Salı Mart 19, 2024

Kürtler bağımsızlık dedi

25 Eylül 2017 tarihinde Irak Kürdistan'ın da yapılan referandumla Kürt Ulusu bağımsızlık için ilk eşiği geçmiş oldu. IKBY'nin aylar öncesi ilan ettiği referanduma katılım oldukça yüksek oldu. Oy hakkına sahip seçmenlerin %91'nin evet oyuyla geçilen eşik yaratılmak istenen tüm manipülasyonları da yer bir etti.

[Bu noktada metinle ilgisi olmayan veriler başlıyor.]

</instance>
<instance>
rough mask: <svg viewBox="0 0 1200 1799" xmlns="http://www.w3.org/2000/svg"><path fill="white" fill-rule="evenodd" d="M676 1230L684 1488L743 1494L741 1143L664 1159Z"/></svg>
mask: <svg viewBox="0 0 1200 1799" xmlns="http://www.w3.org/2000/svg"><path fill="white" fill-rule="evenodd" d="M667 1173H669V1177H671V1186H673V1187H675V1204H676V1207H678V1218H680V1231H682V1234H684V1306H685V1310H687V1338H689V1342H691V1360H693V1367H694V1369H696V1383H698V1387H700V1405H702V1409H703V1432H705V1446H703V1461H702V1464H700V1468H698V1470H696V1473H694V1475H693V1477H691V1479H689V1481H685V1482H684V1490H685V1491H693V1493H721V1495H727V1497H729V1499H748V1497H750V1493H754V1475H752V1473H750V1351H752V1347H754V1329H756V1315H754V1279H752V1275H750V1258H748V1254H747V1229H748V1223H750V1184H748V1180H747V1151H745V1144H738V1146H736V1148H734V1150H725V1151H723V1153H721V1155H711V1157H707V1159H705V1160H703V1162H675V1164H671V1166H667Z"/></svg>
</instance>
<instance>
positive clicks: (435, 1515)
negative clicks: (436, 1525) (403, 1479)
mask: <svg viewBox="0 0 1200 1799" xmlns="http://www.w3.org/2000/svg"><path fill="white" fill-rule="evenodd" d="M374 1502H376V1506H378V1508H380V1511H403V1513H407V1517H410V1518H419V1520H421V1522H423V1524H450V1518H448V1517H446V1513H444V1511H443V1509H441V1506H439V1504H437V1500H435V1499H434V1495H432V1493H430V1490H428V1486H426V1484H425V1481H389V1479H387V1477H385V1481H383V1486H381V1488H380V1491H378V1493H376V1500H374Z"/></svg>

Ulusların kendi kaderini tayin hakkı ayrı bir devlet kurma hakkından başka bir şey değildir. Bunu sağa sola bükmek sosyal şovenizmdir. Irak Kürdistan'ın da referandum yapılacağı açıklandığı günden itibaren tüm çevreler kendi renklerini ortaya koyarak bu soruna dair açıklamalar yaptılar. Irak Kürdistan'ındaki Kürt çevrelerin referanduma yaklaşımları ile, Türkiye, İran gibi ülkelerin sorunu ele alışları, keza, kendisine ilerici, devrimci diyenlerin değerlendirmeleri elbette aynı kefeye konamaz.

Irak Kürdistan'ın da, Kürt partileri, Barzani'nin referandumu 'kendi siyasal pozisyonunu güçlendirmek, iktidarını sağlamlaştırıp, tek bir güç olarak politik varlığını sürdürmek' istediğini ileri sürerek, referanduma değil, Barzani'nin sorunu ele alış biçimine karşı çıktılar. Bunun yerine 'ulusal bir kongreyle tüm Kürtlerin iradelerinin birleştirilmesini' isteyerek kendilerince makul olanı dile getirdiler.

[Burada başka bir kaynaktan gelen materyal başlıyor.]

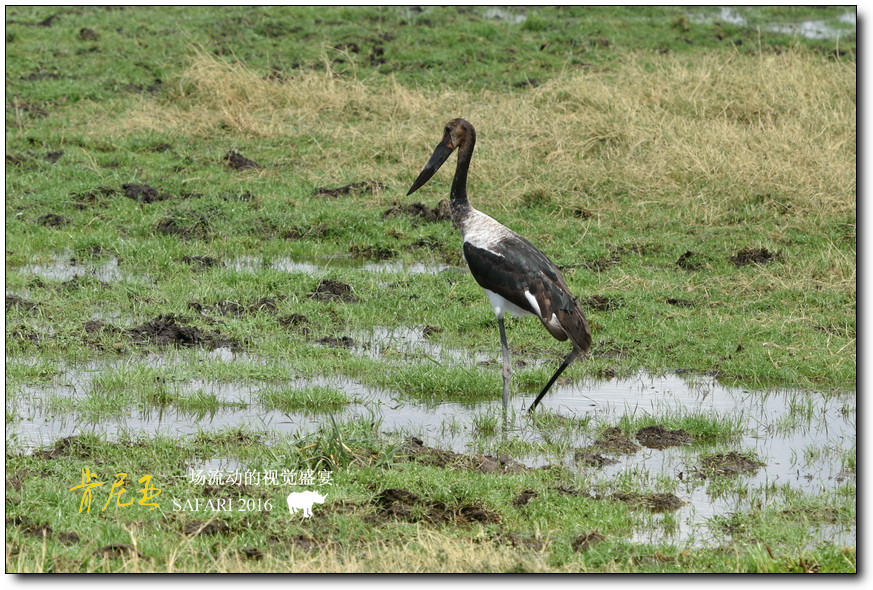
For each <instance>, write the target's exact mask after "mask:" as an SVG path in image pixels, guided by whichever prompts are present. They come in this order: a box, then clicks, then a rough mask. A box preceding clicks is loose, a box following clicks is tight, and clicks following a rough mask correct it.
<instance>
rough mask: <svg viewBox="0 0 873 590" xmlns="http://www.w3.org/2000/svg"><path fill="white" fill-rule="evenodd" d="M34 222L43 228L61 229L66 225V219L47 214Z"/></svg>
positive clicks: (55, 213) (56, 213) (50, 213)
mask: <svg viewBox="0 0 873 590" xmlns="http://www.w3.org/2000/svg"><path fill="white" fill-rule="evenodd" d="M36 222H37V223H38V224H40V225H42V226H44V227H61V226H62V225H66V224H67V223H68V221H67V218H66V217H63V216H62V215H58V214H57V213H47V214H46V215H40V216H39V217H37V218H36Z"/></svg>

Türkiye ve İran devletleri bağımsızlığın İran ve Türkiye Kürdistan'ın da ulusal bilinci daha da geliştireceği, ülkelerinde de Kürtlerin bağımsızlık talebini daha yüksek sesle dile getirmelerinden korkarak ırkçı ve ilhakçı politikalarının arkasına sığınarak bağırıp durdular.

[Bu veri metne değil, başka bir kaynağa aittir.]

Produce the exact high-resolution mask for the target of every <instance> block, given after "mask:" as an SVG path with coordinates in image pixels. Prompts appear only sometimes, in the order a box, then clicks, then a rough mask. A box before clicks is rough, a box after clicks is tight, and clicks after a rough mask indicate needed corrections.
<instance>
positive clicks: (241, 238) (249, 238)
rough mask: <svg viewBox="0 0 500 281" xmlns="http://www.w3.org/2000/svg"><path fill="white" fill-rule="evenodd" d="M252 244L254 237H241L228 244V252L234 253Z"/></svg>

Tüm bunların anlıyoruz. Bunun hangi politik argümanlarla ileri sürüldüğünü görüp/tanık olduk. Bizim esas olarak üzerinde durmak istediğimiz, kendilerine devrimci, ilerici ve demokrat diyen çevrelerin tutum ve yaklaşımlarıdır. Bu çevreler, genel teorik söylemlerle konuştukların da mangalda kül bırakmazken, iş pratiğe gelip dayandığında gerçek görüşlerinin nasıl da sosyal şoven bir tarzda ortaya çıktığını bir kez daha gördük. Bunların başında ÖDP geliyor. ÖDP, Irak Kürdistan'ın da referandumun pratik bir hal aldığı anlaşıldığı andan itibaren, 'Ortadoğu'da kaos olur, istikrar bozulur' vb gerekçesiyle nasıl da burjuvazinin yanın da yer aldıklarına şahit olduk. ÖDP, tıpkı 2. enternasyonal partilerinin ana vatan savunması kisvesiyle savaş bütçelerini onaylamaları gibi, Irak Kürdistan'ın da yapılan referandum meselesinde tereddüt etmeden AKP'nin yanında 'saf' tutmuştur. CHP ve Vatan partisi'ni ise hiç saymıyoruz. Kaypakkaya yoldaşın Türkiye'de milli meseleyi ele aldığı manifestoda ''Bizim milli karakterdeki orta burjuvalarımız ve sosyal oportünistlerimiz, bir yandan imtiyazlara karşıymış gibi bir poz takınırken, öte yandan ve sinsice Türk burjuvazisi lehine mevcut imtiyazlara dört elle ve kıskançlıkla sarılıyorlar. Bu iki yüzlü bezirganlar, bir ellerini (açıkça) demokrasiye uzatırken, öteki ellerini (arkalarında) gericilere ve polis ajanlarına, azgın ve fanatik Türkeş milliyetçiliğine, feodal ırkçılığa uzatıyorlar, onlarla suç ortaklığı yapıyorlar'' İK se sf 235 Bu belirlemenin ne çok çevreye uyduğu ve tutumlarının hiç değişmediğini bir kez daha gördük.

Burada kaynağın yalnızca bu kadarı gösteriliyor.